This link here shows that $\langle 3 \rangle$ is a generator for the given group by brute force method, that is trial and error. I was curious as to how to justify this using the theorem.
According to the Corollary, Generators of $\mathbb{Z}_n$:
An integer $k$ in $\mathbb{Z}_n$ is a generator of $\mathbb{Z}_n$ if and only if $\gcd(n, k) = 1$.
Using this we know that $5$ is a generator of the group since gcd($|\mathbb{Z}_7^*|, 5) = 1$. (here $|\mathbb{Z}_7^*| = 6$, i.e, order of the group)
Although gcd($|\mathbb{Z}_7^*|, 3) = 3$.
Where am I going wrong?
Regards,
I think you have confused the groups $$\langle \Bbb Z_n, +\rangle\tag1$$ and $$\langle \Bbb Z_n^\ast, \cdot\rangle\tag2$$
Often when we mention a group, we leave the group operation implicit, and often it isn't confusing. This time, it was confusing.

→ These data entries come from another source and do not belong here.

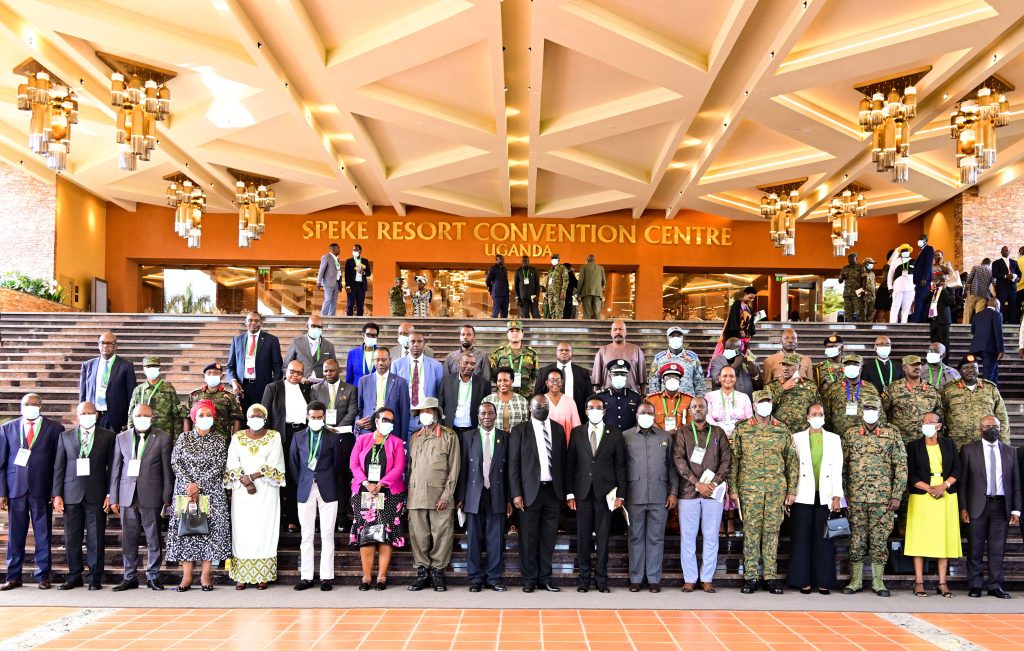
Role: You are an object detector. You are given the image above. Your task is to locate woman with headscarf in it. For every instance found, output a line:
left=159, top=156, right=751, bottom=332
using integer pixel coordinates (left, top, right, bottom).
left=167, top=400, right=231, bottom=593
left=224, top=404, right=285, bottom=590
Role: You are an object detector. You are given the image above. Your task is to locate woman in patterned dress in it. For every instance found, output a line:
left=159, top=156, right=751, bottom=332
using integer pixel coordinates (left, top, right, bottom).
left=224, top=404, right=285, bottom=590
left=167, top=400, right=231, bottom=593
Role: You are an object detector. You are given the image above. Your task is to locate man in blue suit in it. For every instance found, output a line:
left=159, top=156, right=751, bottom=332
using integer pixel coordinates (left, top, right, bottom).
left=391, top=331, right=444, bottom=432
left=78, top=333, right=138, bottom=432
left=910, top=233, right=935, bottom=323
left=971, top=299, right=1004, bottom=385
left=226, top=312, right=285, bottom=411
left=355, top=348, right=411, bottom=441
left=0, top=393, right=63, bottom=591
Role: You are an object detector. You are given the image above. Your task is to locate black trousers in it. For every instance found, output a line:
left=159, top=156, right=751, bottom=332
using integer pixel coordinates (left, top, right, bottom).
left=65, top=502, right=106, bottom=583
left=967, top=497, right=1010, bottom=590
left=575, top=488, right=611, bottom=588
left=519, top=482, right=561, bottom=585
left=786, top=493, right=836, bottom=590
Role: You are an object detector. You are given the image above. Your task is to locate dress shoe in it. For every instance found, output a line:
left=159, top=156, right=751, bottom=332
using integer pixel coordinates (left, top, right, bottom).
left=111, top=578, right=138, bottom=593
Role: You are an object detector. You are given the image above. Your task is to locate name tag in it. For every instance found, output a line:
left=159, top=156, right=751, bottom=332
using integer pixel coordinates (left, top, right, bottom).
left=367, top=464, right=381, bottom=484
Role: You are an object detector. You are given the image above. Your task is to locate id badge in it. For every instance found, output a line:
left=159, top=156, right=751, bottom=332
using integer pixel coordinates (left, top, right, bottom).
left=367, top=464, right=381, bottom=484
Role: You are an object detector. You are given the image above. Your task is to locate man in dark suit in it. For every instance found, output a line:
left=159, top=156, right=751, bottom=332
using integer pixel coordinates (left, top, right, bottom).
left=509, top=395, right=566, bottom=593
left=456, top=402, right=512, bottom=593
left=355, top=348, right=409, bottom=441
left=910, top=233, right=935, bottom=323
left=110, top=403, right=174, bottom=592
left=78, top=333, right=138, bottom=432
left=958, top=416, right=1021, bottom=599
left=225, top=312, right=282, bottom=413
left=284, top=314, right=338, bottom=379
left=565, top=396, right=626, bottom=593
left=971, top=299, right=1004, bottom=385
left=261, top=360, right=310, bottom=531
left=437, top=350, right=490, bottom=434
left=534, top=341, right=591, bottom=423
left=53, top=402, right=116, bottom=590
left=0, top=393, right=63, bottom=591
left=345, top=245, right=373, bottom=316
left=992, top=247, right=1021, bottom=323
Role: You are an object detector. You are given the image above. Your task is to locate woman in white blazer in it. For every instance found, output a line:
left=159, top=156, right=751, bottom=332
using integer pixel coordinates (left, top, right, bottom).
left=785, top=404, right=843, bottom=595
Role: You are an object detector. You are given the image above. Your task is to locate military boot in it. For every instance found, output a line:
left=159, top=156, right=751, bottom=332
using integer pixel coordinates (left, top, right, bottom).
left=843, top=563, right=864, bottom=595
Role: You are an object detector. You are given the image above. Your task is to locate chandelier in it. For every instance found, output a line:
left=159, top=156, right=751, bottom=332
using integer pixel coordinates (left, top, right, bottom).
left=949, top=75, right=1014, bottom=185
left=227, top=168, right=279, bottom=249
left=96, top=52, right=176, bottom=172
left=758, top=177, right=807, bottom=256
left=164, top=174, right=206, bottom=249
left=14, top=58, right=78, bottom=172
left=828, top=183, right=870, bottom=256
left=854, top=66, right=932, bottom=183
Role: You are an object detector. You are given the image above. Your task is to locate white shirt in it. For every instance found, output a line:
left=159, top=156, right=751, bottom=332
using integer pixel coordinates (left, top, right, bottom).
left=285, top=382, right=306, bottom=424
left=529, top=418, right=554, bottom=481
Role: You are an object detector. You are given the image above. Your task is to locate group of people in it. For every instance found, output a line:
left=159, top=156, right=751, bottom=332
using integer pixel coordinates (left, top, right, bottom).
left=0, top=311, right=1024, bottom=598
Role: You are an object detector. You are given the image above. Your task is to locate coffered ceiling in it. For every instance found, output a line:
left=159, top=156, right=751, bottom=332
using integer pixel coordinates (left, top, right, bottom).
left=0, top=0, right=1024, bottom=219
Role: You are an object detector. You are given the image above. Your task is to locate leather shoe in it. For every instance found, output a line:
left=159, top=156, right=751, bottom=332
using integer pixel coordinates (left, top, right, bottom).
left=111, top=578, right=138, bottom=593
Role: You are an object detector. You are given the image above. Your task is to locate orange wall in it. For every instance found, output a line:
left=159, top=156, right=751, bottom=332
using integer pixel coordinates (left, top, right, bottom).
left=106, top=204, right=942, bottom=319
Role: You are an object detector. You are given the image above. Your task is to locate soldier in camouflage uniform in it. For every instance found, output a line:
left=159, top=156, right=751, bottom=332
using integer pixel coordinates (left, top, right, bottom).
left=822, top=354, right=882, bottom=436
left=185, top=361, right=242, bottom=438
left=814, top=335, right=843, bottom=396
left=882, top=355, right=942, bottom=443
left=765, top=353, right=821, bottom=432
left=729, top=390, right=800, bottom=595
left=128, top=355, right=188, bottom=440
left=843, top=398, right=907, bottom=597
left=544, top=253, right=569, bottom=319
left=490, top=320, right=540, bottom=400
left=941, top=355, right=1010, bottom=449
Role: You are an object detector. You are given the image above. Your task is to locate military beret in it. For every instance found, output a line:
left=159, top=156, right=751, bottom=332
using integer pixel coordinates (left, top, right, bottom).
left=604, top=359, right=633, bottom=374
left=754, top=389, right=771, bottom=402
left=657, top=361, right=683, bottom=378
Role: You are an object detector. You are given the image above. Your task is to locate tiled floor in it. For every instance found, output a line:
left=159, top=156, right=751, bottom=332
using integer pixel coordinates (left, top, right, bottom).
left=0, top=608, right=1024, bottom=651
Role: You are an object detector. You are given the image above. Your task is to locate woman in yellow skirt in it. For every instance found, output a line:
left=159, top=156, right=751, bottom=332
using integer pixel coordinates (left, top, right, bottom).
left=904, top=413, right=962, bottom=597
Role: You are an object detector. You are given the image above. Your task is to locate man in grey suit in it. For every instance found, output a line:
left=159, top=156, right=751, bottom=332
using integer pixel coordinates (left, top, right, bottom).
left=53, top=402, right=116, bottom=590
left=316, top=242, right=342, bottom=316
left=110, top=403, right=174, bottom=592
left=957, top=416, right=1021, bottom=599
left=282, top=314, right=338, bottom=378
left=623, top=402, right=679, bottom=593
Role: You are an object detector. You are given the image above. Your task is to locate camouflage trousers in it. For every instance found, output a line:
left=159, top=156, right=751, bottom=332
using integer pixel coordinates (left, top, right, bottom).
left=850, top=504, right=896, bottom=563
left=739, top=488, right=785, bottom=579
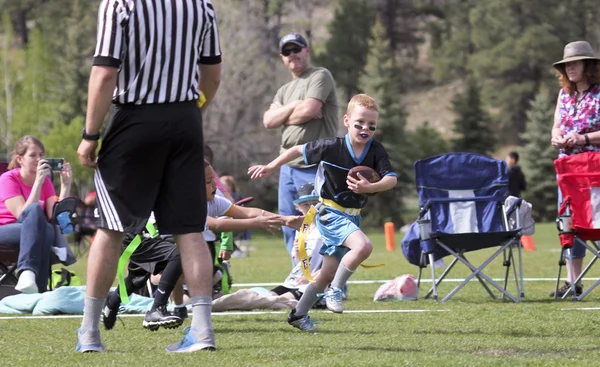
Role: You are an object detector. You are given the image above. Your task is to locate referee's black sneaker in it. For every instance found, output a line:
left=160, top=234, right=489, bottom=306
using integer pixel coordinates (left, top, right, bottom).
left=173, top=306, right=188, bottom=321
left=143, top=305, right=183, bottom=331
left=102, top=291, right=121, bottom=330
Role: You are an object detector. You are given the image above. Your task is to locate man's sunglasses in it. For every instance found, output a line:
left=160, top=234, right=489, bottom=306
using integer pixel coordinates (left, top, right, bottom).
left=354, top=124, right=377, bottom=131
left=281, top=46, right=302, bottom=57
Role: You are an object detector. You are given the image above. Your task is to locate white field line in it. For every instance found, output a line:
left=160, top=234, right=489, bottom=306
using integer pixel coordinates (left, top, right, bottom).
left=0, top=310, right=450, bottom=320
left=232, top=277, right=600, bottom=288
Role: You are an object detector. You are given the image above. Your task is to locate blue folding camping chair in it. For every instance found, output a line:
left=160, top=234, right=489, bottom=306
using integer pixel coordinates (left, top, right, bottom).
left=415, top=153, right=525, bottom=302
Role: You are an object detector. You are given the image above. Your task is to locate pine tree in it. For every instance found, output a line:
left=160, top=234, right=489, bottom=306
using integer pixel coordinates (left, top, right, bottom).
left=452, top=78, right=496, bottom=154
left=521, top=93, right=558, bottom=221
left=360, top=19, right=413, bottom=224
left=9, top=28, right=58, bottom=140
left=314, top=0, right=375, bottom=101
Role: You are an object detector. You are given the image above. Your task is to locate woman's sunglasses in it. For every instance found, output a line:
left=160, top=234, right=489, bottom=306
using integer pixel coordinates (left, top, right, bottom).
left=354, top=124, right=377, bottom=131
left=281, top=46, right=302, bottom=57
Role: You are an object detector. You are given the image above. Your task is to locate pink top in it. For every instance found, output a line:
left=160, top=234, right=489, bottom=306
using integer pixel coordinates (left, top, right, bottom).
left=558, top=84, right=600, bottom=157
left=0, top=168, right=56, bottom=225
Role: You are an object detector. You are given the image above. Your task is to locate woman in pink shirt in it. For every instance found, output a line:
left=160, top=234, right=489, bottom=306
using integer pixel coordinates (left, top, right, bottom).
left=0, top=135, right=71, bottom=293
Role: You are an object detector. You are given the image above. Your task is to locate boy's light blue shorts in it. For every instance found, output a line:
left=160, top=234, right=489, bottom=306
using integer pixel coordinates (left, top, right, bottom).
left=317, top=205, right=361, bottom=262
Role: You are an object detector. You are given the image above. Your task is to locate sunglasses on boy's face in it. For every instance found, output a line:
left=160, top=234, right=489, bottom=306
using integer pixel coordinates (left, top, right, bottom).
left=281, top=46, right=302, bottom=57
left=354, top=124, right=377, bottom=131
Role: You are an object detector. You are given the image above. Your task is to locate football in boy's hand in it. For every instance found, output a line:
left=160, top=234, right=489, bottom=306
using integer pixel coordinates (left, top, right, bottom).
left=348, top=166, right=381, bottom=183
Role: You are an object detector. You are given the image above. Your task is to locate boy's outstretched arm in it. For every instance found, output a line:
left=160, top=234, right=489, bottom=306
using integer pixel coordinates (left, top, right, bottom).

The theorem you cited about $\gcd(n,k)=1$ is about the additive groups of line $(1)$. But your post you linked to is finding a generator of one of the multiplicative group mentioned in line $(2)$.
As you observed, in this example, the group of interest, $\langle \Bbb Z_7^\ast, \cdot\rangle$, has six elements, not seven.
In fact $\langle \Bbb Z_7^\ast, \cdot\rangle$ and $\langle \Bbb Z_6, +\rangle$ happen to be isomorphic. But the isomorphism looks like this:
\begin{array}{c||cccccc} \langle \Bbb Z_6, +\rangle & 0 & \color{darkgreen}{1} & 2 & 3 & 4 & \color{purple}5 \\ \langle \Bbb Z_7^\ast, \cdot\rangle & 1 & \color{darkgreen}3 & 2 & 6 & 4 & \color{purple}5 \\ \end{array}
As the theorem says, elements $1$ and $5$ are generators of $\langle \Bbb Z_6, +\rangle$.
But the corresponding generators of $\langle \Bbb Z_7^\ast, \cdot\rangle$ are called $3$ and $5$.
(There is a second isomorphism. Can you find it?)
For $\langle \Bbb Z_6, +\rangle$, it's easy to find generators ($1$ is always a generator) and your theorem tells us how. But finding a generator of $\langle \Bbb Z_7^\ast, \cdot\rangle$ is not simple.